Do I contradict myself?
Very well then I contradict myself,
(I am large, I contain multitudes.)
A foolish consistency is the hobgoblin of little minds, adored by little statesmen and philosophers and divines. Ralph Waldo Emerson “Self-Reliance”
A good education teaches us to hold contradictions reflectively rather than reactively. Parker Palmer Healing the Heart of Democracy.
Earlier today, in a dialogue with @shawnccpr, spurred by that Parker Palmer quote, we speculated as to the root cause of our inability to countenance contradiction in the Other or in ourselves. @shawnccpr suggested that it might stem from an “overly self-centered society.” I agreed that the root is a fear but fear of what? The fear of being labeled intolerant, @shawnccpr suggested.
I don’t think so. I think the hobgoblin is a fear of indecisiveness, the fear of uncertainty.
In my work with clients, this fear—this wish to know with certainty—rears up most often in dealing with colleagues. I’m thinking, for example, of the CEO who calls me convinced that they have to fire the COO they just hired.
“The situation at the plant,” he says, “is so toxic and he’s not doing anything about it. I know it’s only been a month but I have to get rid of him.”
Wait, I say. Let’s pull this apart. “Tell me the facts,” I ask, and he starts to tell me his interpretation. I try again, “Okay, tell me a story. You went to the plant and then what happened?”

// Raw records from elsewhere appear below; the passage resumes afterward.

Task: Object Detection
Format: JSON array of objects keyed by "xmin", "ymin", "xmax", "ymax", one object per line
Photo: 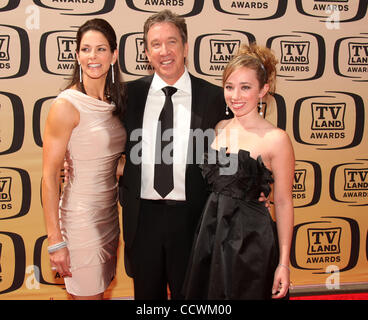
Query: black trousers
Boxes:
[{"xmin": 130, "ymin": 199, "xmax": 199, "ymax": 300}]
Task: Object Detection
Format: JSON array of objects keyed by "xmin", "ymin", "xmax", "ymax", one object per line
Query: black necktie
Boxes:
[{"xmin": 153, "ymin": 87, "xmax": 177, "ymax": 198}]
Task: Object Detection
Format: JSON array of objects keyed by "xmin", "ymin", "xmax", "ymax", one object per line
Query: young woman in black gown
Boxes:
[{"xmin": 184, "ymin": 44, "xmax": 295, "ymax": 300}]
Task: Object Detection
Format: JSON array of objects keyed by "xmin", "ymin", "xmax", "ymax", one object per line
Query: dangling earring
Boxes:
[
  {"xmin": 259, "ymin": 97, "xmax": 263, "ymax": 116},
  {"xmin": 78, "ymin": 61, "xmax": 82, "ymax": 83},
  {"xmin": 111, "ymin": 63, "xmax": 115, "ymax": 83}
]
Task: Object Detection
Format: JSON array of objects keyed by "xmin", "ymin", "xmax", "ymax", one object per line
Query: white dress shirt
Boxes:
[{"xmin": 141, "ymin": 69, "xmax": 192, "ymax": 200}]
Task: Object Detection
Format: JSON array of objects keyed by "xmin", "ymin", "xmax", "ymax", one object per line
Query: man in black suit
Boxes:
[{"xmin": 119, "ymin": 10, "xmax": 229, "ymax": 300}]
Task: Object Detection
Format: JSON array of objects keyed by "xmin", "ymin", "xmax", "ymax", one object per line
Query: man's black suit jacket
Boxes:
[{"xmin": 119, "ymin": 74, "xmax": 225, "ymax": 276}]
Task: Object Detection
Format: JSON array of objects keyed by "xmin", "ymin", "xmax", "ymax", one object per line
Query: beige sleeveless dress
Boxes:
[{"xmin": 58, "ymin": 89, "xmax": 126, "ymax": 296}]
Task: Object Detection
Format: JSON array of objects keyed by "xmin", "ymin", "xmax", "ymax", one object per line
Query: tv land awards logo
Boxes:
[
  {"xmin": 0, "ymin": 167, "xmax": 31, "ymax": 220},
  {"xmin": 333, "ymin": 33, "xmax": 368, "ymax": 82},
  {"xmin": 290, "ymin": 216, "xmax": 360, "ymax": 274},
  {"xmin": 194, "ymin": 30, "xmax": 255, "ymax": 80},
  {"xmin": 40, "ymin": 30, "xmax": 77, "ymax": 76},
  {"xmin": 293, "ymin": 91, "xmax": 365, "ymax": 150},
  {"xmin": 126, "ymin": 0, "xmax": 204, "ymax": 17},
  {"xmin": 213, "ymin": 0, "xmax": 287, "ymax": 20},
  {"xmin": 329, "ymin": 159, "xmax": 368, "ymax": 207},
  {"xmin": 0, "ymin": 91, "xmax": 25, "ymax": 156},
  {"xmin": 32, "ymin": 96, "xmax": 56, "ymax": 148},
  {"xmin": 295, "ymin": 0, "xmax": 367, "ymax": 22},
  {"xmin": 266, "ymin": 31, "xmax": 326, "ymax": 81},
  {"xmin": 0, "ymin": 24, "xmax": 30, "ymax": 79},
  {"xmin": 119, "ymin": 32, "xmax": 153, "ymax": 76},
  {"xmin": 33, "ymin": 0, "xmax": 116, "ymax": 16},
  {"xmin": 292, "ymin": 160, "xmax": 322, "ymax": 208}
]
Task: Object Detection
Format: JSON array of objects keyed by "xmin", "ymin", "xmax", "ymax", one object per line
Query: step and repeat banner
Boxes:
[{"xmin": 0, "ymin": 0, "xmax": 368, "ymax": 299}]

Pulled aside by some of the staff, the CEO was given a litany of everything that the new COO is doing wrong. “And meetings!” he says with drama and a bit of exasperation, “he’s having too many meetings.”
I remember when I was an active board member. I remember getting calls like this all the time from the CEO. The VP of finance talks too much. The VP of Sales disappears every Friday. The VP of Engineering, a co-founder no less, sits in the meetings and says nothing. Should I fire them, the CEO would ask. And more often than not, I’d say yes.
But I’m older now. I’ve come to realize that understanding the best course of action takes a little more work. You have to learn to separate facts from feelings, seeing how both contribute to data, which only then morphs into information. And information then becomes knowledge and eventually wisdom.
For example, it’s a fact that you asked for the report before the VP of finance went home on Friday. It’s a fact that you need that report for the meetings with the Series B investors on Monday. But it’s a feeling that the reason this happened is because the VP isn’t suitable for a startup.
Those two things—the fact and the feeling—are simply data. To decide what to do requires separating fact from feeling, triangulating data, and searching for patterns over time. Pattern recognition is the only way to turn data into information. Then, if you’re dealing with a decision about whether or not someone should be fired, you’ve got to present the observation of the pattern to the colleague.
And out of that dialogue comes knowledge. Their response, for example, is more information; vital information needed before you decide and certainly before you act.
The problem is we all want to rush the steps. Compelled by our feelings, compelled by our fears–or those of others in the workplace–we feel we have to act or all will be lost.
I understand and admire the wisdom of the “fire fast” mentality but that wisdom is no substitute for the real work of leadership: figuring out the right people for various roles. Often when I help a client unpack their feelings while they are in the throes of a decision about whether or not to terminate someone, what is revealed are contradictory facts and ambivalent feelings. And too often, our discomfort with our contradictory feelings, our ambivalence, leads us to rush to judgement, destabilizing and antagonizing the entire organization.
But if we wait, if we can pause and bear the discomfort of uncertainty, then we have a shot at getting to the heart of the problem manifested in all those facts. Then we have a shot at creating the kinds of organizations that not only succeed, but embody the best of our values, the best of our aspirations.